Она знала его. Чувствовала всей кожей, нутром, кровью. Знала его. И поверить не могла, что Сава… ее Сава может быть настолько безразличным к своему ребенку.

Ведь он был с ней. Постоянно. Уезжал неохотно и всегда ненадолго. Они жили вместе столько лет и… Вика видела, как он относится к ее «бешеным» племянникам, как обожает сына Маришки – Илью. Неужели этот мужчина мог быть настолько паскудой по отношению к своему сыну?

Вика думала об этом постоянно и выводы делала неутешительные: те, что сделали ей гораздо больней, чем было до этого.

Она не простила ему ничего, но поняла, что он много что скрывал, и это ранило, рвало ее на куски, покрывало уродливыми трещинами всю их любовь и доверие.

Сава ей не доверял. Или просто не верил.

Почему? За что?

Это она хотела у него спросить здесь. Но видимо, не судьба.

Только простить, что он женат и с ребенком намного проще, чем простить его недоверие.

Сава знал о ней все. Все ее тайны, нелицеприятные подробности – все знал. Пусть Вика никогда не кричала ему, что любит, не клялась в этом, но ее доверие к нему было безграничным, всегда и во всем.

Она верила в них. Верила. И свою жизнь, и свободу ему доверила, а получила взамен заветные слова «люблю тебя» и лживую игру в доверие и семью.

Этого она не простила. От этого не могла уснуть сейчас. Снова начинала думать и гадать, искать причины в себе, потом в нем. И никак не могла найти ответа на свои вопросы, не могла найти причину.

Недоверие ее убивало. Душа гнила из-за этого, становилась черной и отвратительной.

Но Вика все же уснула к утру, а разбудила ее Паула:

– Сеньора, Виттория, звонит Ваш брат.

Женщина притащила в спальню старый проводной телефон и поставила на тумбочку возле постели и протянула Вике трубку.

– Привет, – хрипло сказала, прокашлялась, – Макс, ты там?

– Вика, Толик умер, – опустошенно прозвучал его голос.
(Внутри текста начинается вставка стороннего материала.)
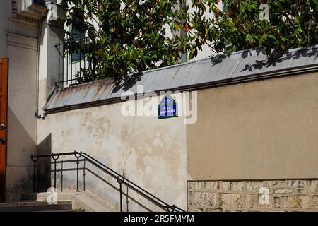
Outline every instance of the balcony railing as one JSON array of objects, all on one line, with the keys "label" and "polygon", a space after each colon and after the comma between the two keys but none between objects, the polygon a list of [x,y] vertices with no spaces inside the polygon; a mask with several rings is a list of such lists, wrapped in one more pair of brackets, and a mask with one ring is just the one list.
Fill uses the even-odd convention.
[{"label": "balcony railing", "polygon": [[88,37],[55,45],[59,52],[59,88],[92,81],[95,78],[95,44]]}]

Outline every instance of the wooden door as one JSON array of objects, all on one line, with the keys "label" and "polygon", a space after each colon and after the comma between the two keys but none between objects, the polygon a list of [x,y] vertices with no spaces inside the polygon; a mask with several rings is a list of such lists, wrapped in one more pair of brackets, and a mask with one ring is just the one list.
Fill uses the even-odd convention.
[{"label": "wooden door", "polygon": [[8,59],[0,59],[0,201],[6,199]]}]

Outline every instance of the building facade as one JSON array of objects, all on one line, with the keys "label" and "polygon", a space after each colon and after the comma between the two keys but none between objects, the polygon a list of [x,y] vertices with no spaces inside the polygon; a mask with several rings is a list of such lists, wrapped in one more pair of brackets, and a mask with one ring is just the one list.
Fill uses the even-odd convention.
[{"label": "building facade", "polygon": [[[54,1],[28,0],[1,1],[0,11],[0,59],[8,58],[0,144],[6,200],[55,186],[119,207],[118,181],[92,162],[79,162],[76,178],[70,156],[58,159],[57,172],[54,159],[39,160],[35,178],[31,155],[75,150],[189,211],[318,210],[317,46],[276,58],[247,50],[196,59],[119,84],[59,87],[76,66],[59,60],[65,12]],[[167,95],[177,117],[159,119]],[[124,210],[156,210],[123,191]]]}]

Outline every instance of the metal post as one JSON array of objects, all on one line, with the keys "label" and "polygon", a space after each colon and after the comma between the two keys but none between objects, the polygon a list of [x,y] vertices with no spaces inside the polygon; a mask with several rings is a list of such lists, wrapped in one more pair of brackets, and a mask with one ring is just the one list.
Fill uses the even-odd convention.
[{"label": "metal post", "polygon": [[57,160],[59,159],[59,155],[55,157],[54,153],[52,154],[52,158],[54,160],[54,189],[57,189]]},{"label": "metal post", "polygon": [[76,192],[79,192],[79,189],[78,189],[78,171],[79,171],[79,158],[81,157],[81,156],[82,156],[82,153],[78,153],[76,151],[74,151],[74,156],[76,158]]},{"label": "metal post", "polygon": [[120,203],[120,212],[122,212],[122,183],[125,179],[124,177],[122,179],[119,177],[117,177],[117,182],[119,184],[119,203]]},{"label": "metal post", "polygon": [[85,172],[85,167],[86,167],[86,160],[84,158],[84,167],[83,167],[83,185],[84,185],[84,188],[83,188],[83,191],[85,191],[85,176],[86,175],[86,172]]},{"label": "metal post", "polygon": [[63,160],[61,161],[61,191],[63,192]]},{"label": "metal post", "polygon": [[76,172],[77,172],[77,175],[76,175],[76,192],[78,192],[79,191],[79,189],[78,189],[78,170],[79,170],[79,160],[78,160],[78,157],[77,158],[77,160],[76,160],[76,165],[77,165],[77,167],[76,167]]},{"label": "metal post", "polygon": [[37,191],[37,162],[38,159],[37,156],[31,155],[31,160],[33,162],[33,192]]}]

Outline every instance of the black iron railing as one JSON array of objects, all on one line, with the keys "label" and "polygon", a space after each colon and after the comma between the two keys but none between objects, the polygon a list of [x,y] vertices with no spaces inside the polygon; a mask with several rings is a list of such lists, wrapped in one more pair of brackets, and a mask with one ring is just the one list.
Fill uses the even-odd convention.
[{"label": "black iron railing", "polygon": [[59,53],[59,76],[55,85],[63,88],[94,80],[95,44],[88,37],[70,38],[55,45]]},{"label": "black iron railing", "polygon": [[[61,156],[72,156],[73,155],[76,158],[76,160],[61,160],[58,161],[59,158]],[[122,212],[123,210],[123,203],[122,203],[122,198],[123,196],[126,196],[127,198],[129,198],[130,199],[134,200],[132,196],[129,196],[128,192],[124,193],[123,191],[123,186],[126,186],[129,189],[135,191],[139,195],[141,196],[142,197],[145,198],[152,203],[155,204],[156,206],[160,208],[160,209],[167,211],[167,212],[184,212],[184,210],[179,208],[179,207],[176,206],[175,205],[169,205],[168,203],[165,203],[160,198],[155,196],[150,192],[147,191],[146,190],[143,189],[141,186],[138,186],[135,183],[132,182],[131,181],[126,179],[124,176],[122,176],[117,173],[117,172],[112,170],[107,166],[105,165],[100,161],[97,160],[96,159],[93,158],[90,155],[83,153],[83,152],[69,152],[69,153],[57,153],[57,154],[50,154],[50,155],[31,155],[30,156],[32,161],[33,162],[33,174],[34,174],[34,178],[33,178],[33,190],[34,192],[37,191],[37,163],[40,158],[44,158],[44,157],[52,157],[52,164],[53,164],[54,170],[52,172],[54,172],[54,187],[57,188],[57,172],[61,172],[61,177],[63,177],[63,165],[66,162],[76,162],[76,167],[75,169],[69,169],[69,170],[75,170],[76,171],[76,191],[80,191],[79,190],[79,171],[83,170],[84,173],[84,180],[85,180],[85,170],[90,172],[92,173],[93,175],[95,175],[95,177],[102,179],[100,175],[98,174],[94,173],[90,170],[88,169],[86,167],[86,162],[90,162],[92,164],[92,165],[95,166],[98,169],[100,170],[102,172],[108,174],[112,179],[115,179],[117,183],[119,185],[119,188],[117,188],[116,190],[119,191],[119,205],[120,205],[120,211]],[[84,162],[83,167],[80,167],[79,165],[81,162]],[[57,169],[57,164],[61,164],[61,167],[60,170]],[[109,185],[111,185],[112,184],[110,183],[110,182],[107,182],[105,179],[102,179],[103,182],[108,184]],[[62,181],[61,181],[62,182]],[[62,182],[61,182],[62,183]],[[84,191],[85,191],[85,181],[84,181]],[[140,203],[141,204],[141,203]],[[146,210],[151,211],[151,210],[143,205],[141,204],[141,206],[143,207]]]}]

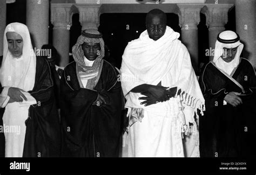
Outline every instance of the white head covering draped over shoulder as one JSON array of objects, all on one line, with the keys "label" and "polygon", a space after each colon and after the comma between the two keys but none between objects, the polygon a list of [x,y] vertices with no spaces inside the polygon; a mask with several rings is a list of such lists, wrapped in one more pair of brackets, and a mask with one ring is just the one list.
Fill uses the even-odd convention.
[{"label": "white head covering draped over shoulder", "polygon": [[[23,48],[21,58],[14,58],[8,49],[6,36],[8,32],[16,32],[22,37]],[[4,35],[3,57],[1,72],[2,87],[17,87],[26,92],[32,90],[35,81],[36,64],[36,57],[26,26],[18,23],[8,25]],[[36,103],[36,100],[33,100],[31,104]],[[25,103],[24,101],[23,102]],[[16,127],[20,131],[18,134],[4,132],[5,157],[21,157],[23,156],[26,132],[25,121],[29,117],[30,106],[30,104],[21,106],[21,103],[23,102],[8,103],[5,106],[3,116],[3,124]]]},{"label": "white head covering draped over shoulder", "polygon": [[[237,53],[233,60],[226,62],[221,58],[224,53],[224,47],[235,48],[238,47]],[[240,62],[240,55],[242,52],[244,45],[239,41],[239,36],[230,30],[222,32],[219,34],[215,44],[213,62],[216,66],[230,75]]]},{"label": "white head covering draped over shoulder", "polygon": [[130,92],[139,85],[157,85],[161,81],[163,86],[177,87],[183,92],[181,99],[185,104],[186,124],[194,122],[193,116],[197,109],[203,111],[204,99],[189,53],[178,39],[179,36],[166,26],[164,35],[156,41],[150,38],[145,30],[138,39],[128,44],[120,69],[122,88],[127,99],[126,107],[143,108],[158,115],[177,117],[176,98],[145,107],[138,99],[142,95]]},{"label": "white head covering draped over shoulder", "polygon": [[[8,32],[16,32],[22,37],[23,48],[22,56],[20,58],[14,58],[8,50],[6,36]],[[22,75],[16,73],[15,66],[17,64],[22,66]],[[1,73],[2,86],[17,87],[25,91],[32,90],[35,84],[36,64],[36,57],[33,51],[28,27],[19,23],[8,24],[4,34],[4,49]]]}]

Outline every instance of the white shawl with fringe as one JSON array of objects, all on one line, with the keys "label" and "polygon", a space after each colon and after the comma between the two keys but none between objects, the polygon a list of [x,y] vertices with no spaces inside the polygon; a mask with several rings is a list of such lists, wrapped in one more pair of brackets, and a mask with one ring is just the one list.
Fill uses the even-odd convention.
[{"label": "white shawl with fringe", "polygon": [[157,85],[161,81],[163,86],[177,87],[181,90],[186,124],[194,122],[194,113],[197,109],[203,113],[204,99],[189,53],[178,39],[179,37],[178,33],[167,26],[164,35],[157,41],[150,39],[145,31],[138,39],[128,44],[120,69],[122,88],[127,100],[126,107],[143,108],[168,115],[167,113],[171,113],[168,110],[171,107],[178,108],[178,105],[173,104],[173,100],[145,107],[138,100],[143,95],[130,92],[139,85]]},{"label": "white shawl with fringe", "polygon": [[[198,116],[198,109],[200,109],[201,114],[203,114],[204,99],[191,65],[189,53],[185,46],[178,39],[179,37],[179,34],[178,33],[174,32],[171,27],[167,26],[164,35],[158,40],[154,41],[149,38],[146,30],[140,34],[138,39],[130,42],[125,48],[123,55],[120,71],[122,86],[127,100],[125,107],[129,109],[127,116],[131,116],[131,113],[133,112],[133,109],[142,109],[143,111],[146,112],[145,113],[145,117],[151,117],[153,116],[158,116],[158,117],[163,116],[164,122],[169,121],[173,121],[173,123],[171,125],[169,124],[169,125],[165,125],[165,126],[163,125],[160,127],[169,128],[170,127],[177,127],[178,128],[176,130],[178,131],[176,131],[177,132],[176,134],[168,134],[169,131],[162,131],[165,134],[160,134],[159,136],[160,136],[159,137],[170,137],[164,139],[163,142],[159,141],[159,144],[161,144],[160,143],[161,142],[166,145],[161,147],[162,146],[159,146],[160,145],[158,144],[156,145],[154,148],[152,145],[150,146],[150,148],[147,148],[149,146],[146,146],[146,148],[140,145],[140,144],[143,144],[142,143],[143,142],[139,141],[144,139],[145,136],[140,137],[140,136],[139,135],[145,136],[144,131],[142,131],[143,133],[139,134],[138,130],[134,132],[131,131],[129,132],[130,136],[129,140],[130,141],[130,143],[128,143],[128,148],[130,146],[132,148],[128,149],[129,156],[183,157],[183,151],[180,151],[181,148],[183,146],[181,138],[181,130],[180,129],[180,132],[179,128],[181,128],[184,124],[188,126],[189,123],[194,123],[194,125],[196,125],[194,115],[196,112],[197,116]],[[171,98],[166,102],[159,102],[145,107],[140,104],[142,101],[138,100],[139,97],[143,96],[143,95],[140,93],[130,92],[134,87],[144,83],[157,85],[160,81],[161,82],[161,86],[164,87],[177,87],[178,90],[181,90],[182,92],[180,96],[176,94],[174,97]],[[183,114],[184,115],[181,115],[183,117],[179,117],[180,108],[179,109],[179,108],[180,107],[181,104],[182,104],[183,109]],[[164,118],[173,118],[174,120],[166,120]],[[177,118],[178,119],[177,120]],[[143,123],[144,120],[145,123],[151,123],[151,122],[146,123],[148,122],[147,120],[150,120],[149,118],[143,118],[142,120],[141,118],[140,120],[139,118],[138,120],[142,122],[140,123]],[[178,123],[174,121],[177,121]],[[138,127],[138,125],[134,125],[134,128]],[[130,125],[129,128],[132,128],[131,127],[132,127]],[[146,127],[144,125],[143,127]],[[153,129],[155,130],[156,128],[149,128],[149,130]],[[159,128],[159,129],[161,130],[162,129]],[[146,130],[147,130],[147,129]],[[172,130],[174,130],[172,129]],[[184,132],[186,132],[186,131]],[[180,135],[180,136],[173,137],[174,135]],[[132,138],[132,137],[137,137],[137,138]],[[186,151],[187,157],[199,156],[198,132],[196,137],[197,138],[196,140],[193,141],[193,143],[192,143],[193,146],[187,146],[186,144],[184,146],[186,149],[190,150]],[[171,142],[168,141],[172,143],[169,144],[167,143],[167,142],[164,142],[164,140],[166,139],[172,140],[170,141]],[[150,140],[150,138],[149,139]],[[140,143],[137,142],[134,144],[133,142],[134,141],[137,141],[136,142],[139,142]],[[146,142],[147,142],[146,141]],[[151,142],[150,141],[149,143]],[[154,142],[153,141],[152,143]],[[191,145],[190,141],[188,142],[190,143],[189,144]],[[195,143],[195,142],[196,143]],[[176,143],[174,144],[174,143]],[[147,143],[145,144],[147,144]],[[172,148],[173,150],[171,151],[172,151],[172,153],[167,155],[166,152],[169,151],[168,149],[171,149],[170,145],[174,146],[174,148]],[[142,148],[142,146],[144,148]],[[167,151],[159,150],[159,148],[161,148],[161,149],[167,150]],[[138,149],[136,150],[137,149]],[[152,151],[152,149],[154,150]],[[143,153],[139,153],[141,150],[144,150],[142,151]],[[133,152],[131,153],[131,151]],[[149,152],[152,153],[148,154],[147,153]]]}]

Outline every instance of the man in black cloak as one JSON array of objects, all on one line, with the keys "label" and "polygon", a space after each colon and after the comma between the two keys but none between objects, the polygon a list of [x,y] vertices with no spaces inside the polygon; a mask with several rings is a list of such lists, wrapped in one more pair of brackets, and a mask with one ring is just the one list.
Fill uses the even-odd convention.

Больней быть уже не может, правда?


ГЛАВА 5


Сейчас, 2017. Москва.


Про Шаха, в свое время говорили всякое, и многие погорели именно на том, что болтали лишнее. Сава своих должников никогда просто так не отпускал. Об этом знали и предпочитали не рисковать. Бывало, конечно, что его вынуждали принимать жесткие меры и ответные действия, но сам по себе Шах жестокость не уважал и не испытывал никакого кайфа.

Его люди об этой позиции знали, а также знали, что за их «проколы», – неважно в каком деле они заняты,– он будет жестко спрашивать. И, неважно, сколько лет этот человек на него проработал, был ли предан все это время или сливал нужную информацию тем, кто больше платит.

За свои косяки его люди всегда отвечали перед ним лично, в крайнем случае, отвечали перед Савицким,– Артема парни побаивались откровенно, а вот перед Шахом трусили тайно, потому что в гневе босс был на расправу скор.

Леха, который должен был быть сейчас под жарким солнцем Кубы, куковал перед закрытой дверью большого лекционного зала, переминался с ноги на ногу и ждал, надо сказать, справедливой расправы.

– А теперь еще раз. Как, твою мать, ты проворонил стационарный телефон? Леха, ты ж опытный человек, а не молокосос зеленый!

Шах стоял, как всегда идеальный: черный костюм тройка, черная рубашка. Зачесанные назад темные волосы делали его лицо хищным, молодые студенточки (пока он с показным спокойствием шагал к аудитории) на него заглядывались, призывно улыбались и подмигивали. Второй курс, может, те, что постарше, прекрасно знают, к кому может прийти такой мужчина. А эти… курицы малолетние слетались на опасность, думали усмирить «зверя» так легко.

У него все внутри горело. Кипело и обжигало кишки и желудок. От всего сразу.